The whole platform is unreachable for a few minutes. We’re investigating and trying to recover asap.
[09:35] First frontend to be unreachable.
[09:40] All frontends are unreachable.
[09:55] The hosting provider explains that the issue is due to a DHCPv6 flood - our monitoring doesn’t show an unusual DHCPv6 traffic.
[10:05] Servers are booting in rescue-mode to investigate further.
[10:20] They are unreachable even in rescue mode. The support is investigating. We start to migrate the DNS record to a new frontend.

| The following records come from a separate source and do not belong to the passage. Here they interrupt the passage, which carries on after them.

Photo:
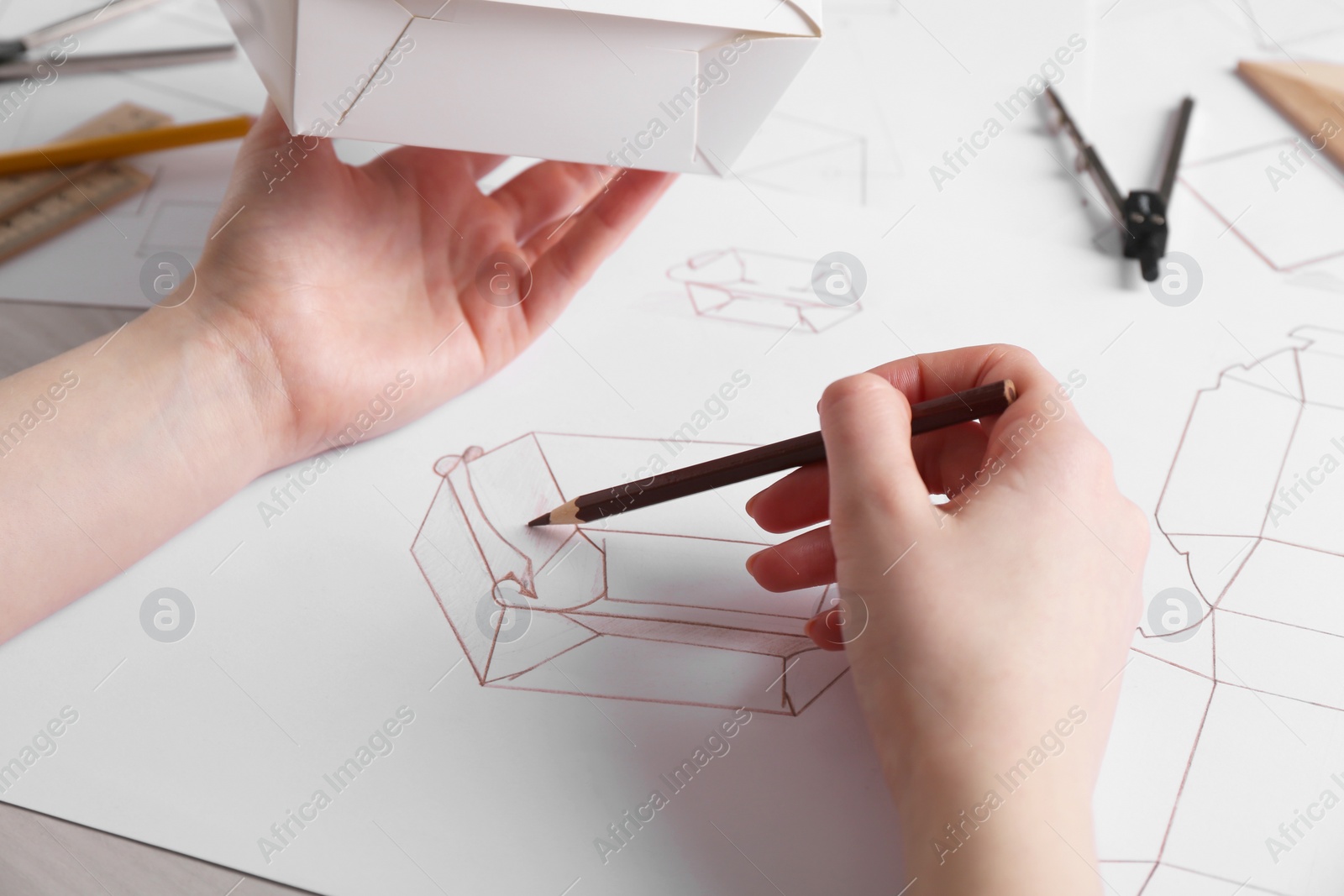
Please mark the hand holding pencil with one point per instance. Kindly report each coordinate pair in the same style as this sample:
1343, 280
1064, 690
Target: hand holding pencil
980, 629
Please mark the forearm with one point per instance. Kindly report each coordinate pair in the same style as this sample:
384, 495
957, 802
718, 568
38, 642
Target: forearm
114, 446
972, 833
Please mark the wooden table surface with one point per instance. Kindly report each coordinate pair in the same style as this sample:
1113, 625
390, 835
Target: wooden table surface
45, 856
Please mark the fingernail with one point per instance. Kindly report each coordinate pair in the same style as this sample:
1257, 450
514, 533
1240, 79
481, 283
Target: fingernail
824, 633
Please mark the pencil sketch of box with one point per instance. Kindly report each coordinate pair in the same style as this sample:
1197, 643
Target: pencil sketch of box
655, 605
1256, 511
761, 289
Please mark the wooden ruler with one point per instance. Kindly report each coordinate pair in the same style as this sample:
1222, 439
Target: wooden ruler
40, 204
1310, 94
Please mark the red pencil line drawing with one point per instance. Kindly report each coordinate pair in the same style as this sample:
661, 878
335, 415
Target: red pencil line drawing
1253, 506
808, 157
660, 610
1276, 219
759, 289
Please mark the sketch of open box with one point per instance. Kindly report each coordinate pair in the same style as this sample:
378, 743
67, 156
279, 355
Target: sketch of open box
757, 288
652, 606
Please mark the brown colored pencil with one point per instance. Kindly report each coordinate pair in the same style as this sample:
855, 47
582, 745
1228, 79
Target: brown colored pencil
949, 410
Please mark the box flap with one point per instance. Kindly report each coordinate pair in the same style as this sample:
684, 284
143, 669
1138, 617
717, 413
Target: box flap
562, 98
342, 46
795, 18
732, 112
268, 33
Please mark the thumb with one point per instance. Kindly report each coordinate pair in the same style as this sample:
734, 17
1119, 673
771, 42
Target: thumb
879, 503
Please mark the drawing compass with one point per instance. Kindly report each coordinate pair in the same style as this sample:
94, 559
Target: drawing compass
1142, 215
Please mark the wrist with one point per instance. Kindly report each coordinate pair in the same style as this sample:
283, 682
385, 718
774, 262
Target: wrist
239, 421
984, 833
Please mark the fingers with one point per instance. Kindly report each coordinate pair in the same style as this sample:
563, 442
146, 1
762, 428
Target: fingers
1039, 394
947, 459
877, 492
270, 154
548, 194
470, 164
796, 501
803, 562
826, 629
595, 234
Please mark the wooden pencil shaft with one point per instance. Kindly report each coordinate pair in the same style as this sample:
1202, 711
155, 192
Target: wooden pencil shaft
949, 410
74, 152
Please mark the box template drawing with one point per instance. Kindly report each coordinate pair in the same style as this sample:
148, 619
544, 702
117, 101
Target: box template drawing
1258, 519
654, 605
631, 82
761, 289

[10:51] The support ticket is escalated to an upper level, and we are asking to let the servers down without any ETA to get a proper fix.
[11:05] Another independant frontend is deployed for HTTP only - services are running but in a degraded mode.
[11:18] HTTPS deployed, all services are up and no longer running in a degraded mode.
[07:30] All servers are reachable again, but only in rescue mode. We’re asked to disable IPv6.
[08:30] Still issues on the internal network.
[09:00] Issue resolved, all servers are up and running. Beginning the DNS migration back the default configuration, without IPv6 support.
[10:00] Migration done. Still working with the hosting provider to get more details.
[2017/02/20] All actions have been applied on both side to avoid any further downtime because of this.